While still a teenager, Haimovitz exhibited extraordinary talent. After signing with major management and a high profile record label, he seemed on the fast track to an international career. About a decade ago Haimovitz decided to follow a less conventional path. Today the thirty-something Haimovitz specializes in playing such non-traditional venues as rock clubs and coffee houses. He has become an ambassador for classical music who reaches out to youthful, uninitiated audiences. The cellist has also developed a healthy specialization in the work of exciting contemporary composers (including Gyorgy Ligeti and Osvaldo Golijov).
He opened his Miami recital with a bracing version of Schumann’s engaging Five Pieces in the Folk Style. His dark, molten lava cello tone brought poignant lyricism to the wordless lieder in the score’s third movement. Haimovitz was not afraid to suggest the brusque sound of Gypsy instruments.
Haimovitz’s performance of Brahms’s Sonata for Cello and Piano in e minor, Opus 38 was the stuff of which legends are made. From the first bars of the opening Allegro non troppo, Haimovitz’s richly expressive, amber scented tone imbued the music with incendiary passion. His ability to make each phrase flow effortlessly was the mark of a true artist. Haimovitz played with such consummate technique and interpretive freedom and spontaneity that he seemed to be creating the music as he played it. He sculpted the Allegretto quasi Menuetto with aristocratic elegance. The fugal writing of the Allegro finale had incredible clarity and power. The thrilling intensity of Haimovitz’s playing was stunning.
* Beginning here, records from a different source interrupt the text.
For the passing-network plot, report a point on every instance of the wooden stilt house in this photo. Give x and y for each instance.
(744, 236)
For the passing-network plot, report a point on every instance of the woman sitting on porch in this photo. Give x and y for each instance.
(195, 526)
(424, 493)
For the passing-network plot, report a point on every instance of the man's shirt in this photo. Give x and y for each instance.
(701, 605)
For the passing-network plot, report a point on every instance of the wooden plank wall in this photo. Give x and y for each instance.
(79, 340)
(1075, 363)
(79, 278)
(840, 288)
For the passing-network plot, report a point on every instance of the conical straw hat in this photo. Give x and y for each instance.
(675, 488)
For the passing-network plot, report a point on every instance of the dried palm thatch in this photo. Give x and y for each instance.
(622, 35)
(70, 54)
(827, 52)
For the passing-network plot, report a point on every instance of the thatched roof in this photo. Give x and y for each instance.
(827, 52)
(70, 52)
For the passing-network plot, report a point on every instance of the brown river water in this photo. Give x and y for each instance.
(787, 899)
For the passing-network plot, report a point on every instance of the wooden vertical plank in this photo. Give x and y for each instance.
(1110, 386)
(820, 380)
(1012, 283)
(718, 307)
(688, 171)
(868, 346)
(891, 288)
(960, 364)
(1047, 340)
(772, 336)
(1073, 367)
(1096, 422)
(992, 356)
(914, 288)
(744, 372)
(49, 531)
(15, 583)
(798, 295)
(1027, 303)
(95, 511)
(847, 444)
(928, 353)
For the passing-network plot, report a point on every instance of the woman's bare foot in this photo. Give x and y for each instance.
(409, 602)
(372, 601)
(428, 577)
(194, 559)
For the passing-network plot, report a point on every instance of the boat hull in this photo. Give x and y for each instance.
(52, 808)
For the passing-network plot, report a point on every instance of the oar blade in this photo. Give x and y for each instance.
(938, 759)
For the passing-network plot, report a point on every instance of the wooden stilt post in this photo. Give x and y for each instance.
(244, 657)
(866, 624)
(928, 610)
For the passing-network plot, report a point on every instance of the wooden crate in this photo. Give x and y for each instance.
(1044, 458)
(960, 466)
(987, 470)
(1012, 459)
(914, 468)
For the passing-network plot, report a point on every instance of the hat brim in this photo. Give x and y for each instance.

Pianist Robert Kulik was no mere accompanist. He was fully Haimovitz’s equal. Scintillating tonal color and shading flowed from Kulik’s keyboard. It was as if two patrician artists were thinking and playing as one.
The Hungarian composer Gyorgy Ligeti is one of the great creative masters of our time. Haimovitz has championed his Sonata for Solo Cello. This long neglected score is a masterpiece. The opening Dialogo has the somber depth and spacious beauty of the Preludios in the cello suites of J.S. Bach. The concluding Capriccio and Presto is a virtuoso dazzler that flirts with (but never embraces) atonality. Haimovitz performed feats of daring bravura. The high flying harmonics of the Presto were dispatched with devil may care élan.
Dimitri Shostakovich was one of the 20th century’s most distinctive compositional voices. His Sonata for Cello and Piano, Opus 40 was written for the great cellist Mistislav Rostropovich. Haimovitz’s raptly intense performance could match that Russian paragon and then some. His masterful shaping of the eerie death march that concludes the Allegro non troppo was deeply moving. He ripped into the Scherzo Allegro with torrents of blazing rhythmic propulsion. Kulik’s rapid fire piano fireworks perfectly captured Shostakovich’s quasi industrial musical utterance. The somber agony of the Largo is the heart of this score and Haimovitz endowed this sorrowful music with long spun vistas of rich tone and tremendous dramatic power. The concluding Allegro had demonic verve and cello-piano high jinks aplenty – a dazzling conclusion to a glorious performance!
As an encore Haimovitz offered the beautiful Nigun from the Baal Shem Suite by Ernest Bloch. The rich tonal glow and heartfelt spirituality of this performance exemplified Haimovitz’s artistry. Bloch’s fervent Judaic music was a wonderful conclusion to a stunning concert by a great musician.